UT Nro 8 Indice

Unidad Temática Comentada Nº 10

Interacción de los antipsicóticos con los sistemas glutamatérgicos y colinérgicos. Implicaciones para las funciones cognoscitivas. (*)

Jorge Tamayo, M.D., PharmS.
Clinical Research Physician, Eli Lilly & Co. Puerto Rico branch. Profesor Asociado de Psicofarmacología - Universidad de Puerto Rico.

Además de la neurotransmisión dopaminérgica y serotoninérgica, existen otros sistemas de neurotransmisión en el tratamiento de la esquizofrenia, que son importantes para comprender las diferencias clínicas y farmacológicas entre los diversos antipsicóticos.

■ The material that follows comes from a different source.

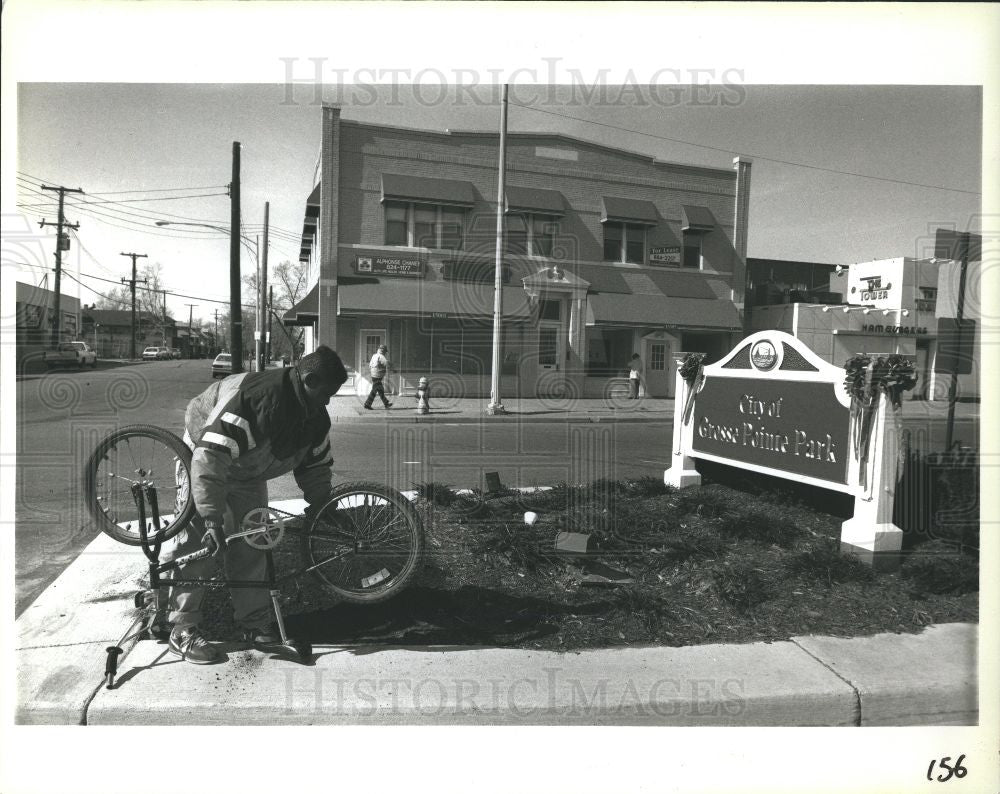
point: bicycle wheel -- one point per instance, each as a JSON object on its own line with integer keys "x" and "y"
{"x": 365, "y": 544}
{"x": 146, "y": 460}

RECEPTORES MUSCARINICOS EN LA ESQUIZOFRENIA
Hasta el momento se han descripto cinco receptores muscarínicos (M1-M5), con una localización heterogénea que varía de acuerdo a las diferentes estructuras cerebrales. A nivel del hipocampo el receptor M1 es sumamente importante, como lo es el receptor M2 a nivel estriatal.
La interacción de varios medicamentos con el sistema colinérgico puede estudiarse a través de varios modelos. Los modelos in vitro utilizan por ejemplo, segmentos de membrana que expresan ciertos receptores que, en su interacción con ciertos medicamentos, permiten determinar la afinidad con los mismos. Otros modelos utilizan cultivos celulares o animales vivos para evaluar el efecto postmembranal de la interacción de esos medicamentos con el receptor. Por esa razón, no podemos decir en forma generalizada que un medicamento es susceptible de producir síntomas anticolinérgicos simplemente por el hecho de que in vitro bloquee receptores muscarínicos. Es necesario precisar cuáles subtipos de receptores muscarínicos son susceptibles de interacción con el mismo y conocer su localización en relación al espacio sináptico y las áreas cerebrales de mayor concentración.
Es en este aspecto donde prácticamente radica la diferencia entre observar efectos anticolinérgicos en la práctica clínica o no.
Un estudio comparó las diferencias en cuanto al nivel de anticolinergicidad entre clozapina (n=12) y olanzapina (n=12), dos medicamentos con propiedades antimuscarínicas en estudios in vitro. El uso de dosis terapéuticas (444 mg/día y 15 mg/día en promedio, respectivamente) permitió observar diferencias significativas entre ambos medicamentos en el reporte de eventos adversos de tipo anticolinérgico por parte de los pacientes y clínicos, además de los valores de actividad anticolinérgica en suero a través de la competición con otro antagonista de tales receptores (QNB). La clozapina mostró ser unas 6 veces más anticolinérgica que la olanzapina en este modelo. Desde el punto de vista clínico, se observó un mayor reporte de visión borrosa (4 veces más), salivación (3 veces más), constipación (10 veces más) retención urinaria y palpitaciones (Chenggapa et al., J Clin Psychopharmacol 2000;20:311-316).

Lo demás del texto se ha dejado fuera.